Credit Suisse, Switzerland's second-largest lender, is shuttering its onshore private bank for Russia's super-rich.
The move by Credit Suisse follows the decision by its Swiss banking rival UBS to close its wealth management presence in Moscow a year ago. Clients will now have to travel to Switzerland to put money on account with the lender.
"Credit Suisse has revised its private banking offering in Russia and will continue providing advisory services for private banking customers in Russia but without onshore booking," the Zurich-based lender said in a statement.
Forbes Russia edition reported that the decision was made in late May and clients were informed about it in June. "A full-fledged private banking platform in Russia for a global bank is like driving a Rolls-Royce through the jungle," Forbes quoted an unidentified Credit Suisse source as saying.

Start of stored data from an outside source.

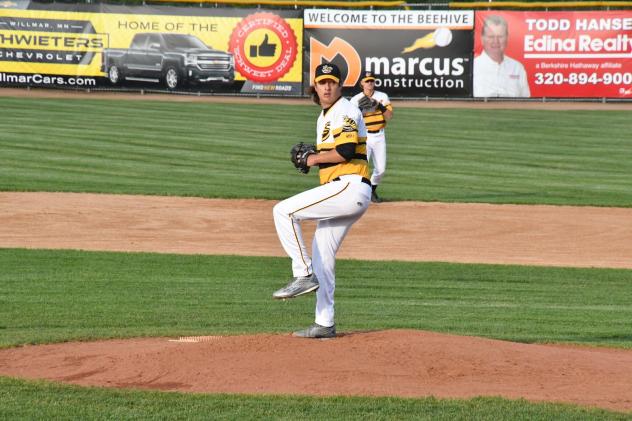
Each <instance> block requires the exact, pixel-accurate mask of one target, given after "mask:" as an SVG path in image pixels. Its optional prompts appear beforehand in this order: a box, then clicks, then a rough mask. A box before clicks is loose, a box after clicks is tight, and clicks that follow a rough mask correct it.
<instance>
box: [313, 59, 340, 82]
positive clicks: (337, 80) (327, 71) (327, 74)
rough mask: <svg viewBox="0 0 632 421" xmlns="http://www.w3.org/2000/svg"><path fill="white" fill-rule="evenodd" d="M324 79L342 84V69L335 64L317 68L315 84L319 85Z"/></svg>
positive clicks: (316, 68)
mask: <svg viewBox="0 0 632 421" xmlns="http://www.w3.org/2000/svg"><path fill="white" fill-rule="evenodd" d="M324 79H331V80H333V81H336V82H337V83H340V69H339V68H338V66H336V65H335V64H333V63H323V64H321V65H319V66H318V67H316V73H315V74H314V82H315V83H318V82H320V81H321V80H324Z"/></svg>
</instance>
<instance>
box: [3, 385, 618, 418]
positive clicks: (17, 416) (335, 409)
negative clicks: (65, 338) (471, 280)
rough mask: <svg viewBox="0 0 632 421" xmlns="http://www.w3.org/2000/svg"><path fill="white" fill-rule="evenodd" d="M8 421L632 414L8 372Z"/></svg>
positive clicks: (490, 403) (465, 402)
mask: <svg viewBox="0 0 632 421" xmlns="http://www.w3.org/2000/svg"><path fill="white" fill-rule="evenodd" d="M0 402H2V403H3V404H2V405H0V418H2V419H55V420H66V419H82V420H104V419H115V420H145V419H161V420H164V419H169V420H176V419H182V420H185V419H186V420H208V419H214V420H235V419H258V420H262V419H275V420H284V419H285V420H296V419H305V420H323V419H328V420H329V419H331V420H366V419H371V420H402V419H406V420H408V419H410V420H412V419H414V420H433V421H437V420H449V421H455V420H467V421H476V420H495V421H502V420H517V419H528V420H534V421H535V420H552V419H554V420H556V421H567V420H568V421H570V420H572V421H583V420H586V421H593V420H596V419H599V420H625V419H630V418H629V416H626V415H624V414H621V413H616V412H611V411H604V410H599V409H585V408H579V407H576V406H571V405H561V404H550V403H539V404H534V403H530V402H527V401H525V400H503V399H498V398H475V399H471V400H466V401H463V400H454V399H441V400H439V399H435V398H426V399H399V398H362V397H331V398H313V397H306V396H266V395H263V396H248V395H223V394H222V395H203V394H181V393H166V392H142V391H134V390H116V389H103V388H82V387H76V386H67V385H60V384H54V383H49V382H40V381H38V382H35V381H22V380H15V379H9V378H3V377H0Z"/></svg>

Credit Suisse, which parted company with its long-standing Russian CEO Steven Hellman in February, has been down-sizing its operation in Moscow for a number of years.
The lender, which shifted its Russian investment bank to London in 2012, is down to a skeleton staff in Moscow and many banking insiders believe they could be the next to fold, along with Bank of America Merrill Lynch.
Deutsche Bank closed its Moscow investment bank and its own wealth management operation in September after a trading scandal allegedly involving $10bn worth of suspect transactions. US bank Jefferies, Britain's Barclays and Royal Bank of Scotland followed suit after sanctions and a collapse in commodity prices effectively froze capital market activity.
The Swiss bank's decision to stop booking onshore money in Moscow comes amid a probe into the activities of an ex-wealth manager, who admitted last year that he carried out trades without the knowledge of customers, who included the billionaire former Georgian prime minister Bidzina Ivanishvili. The banker, Patrice Lescaudron, is said to have managed a portfolio of $1.6bn for clients in Russia and the former Soviet Union.
Credit Suisse said in March that the banker, who worked in Moscow but was based in Geneva at the time of his January arrest, was a lone wolf who "concealed his deceptions from colleagues and that this is to the best of our knowledge an individual case".
Credit Suisse is one of the first international banks to offer onshore private banking services in Russia back in 2006. Its first head of private banking in Moscow, Alexis Rodzianko, has long since left banking and now runs the American Chamber of Commerce in Moscow.
The Knight Frank Wealth Report released in March showed that the number of ultra high-net worth individuals from Russia slumped by 5%. Political pressure, as well as the economic slump, has promted many wealthy Russians to diversify more money away from home – despite a drive by President Vladimir Putin to bring wealth back onshore.
Moscow is still served by a small number of Swiss private baning boutiques such as Julius Baer and Lombard Odier, while Russian state-banks like Sberbank and VTB have been cutting back on their wealth-management services due to lack of demand.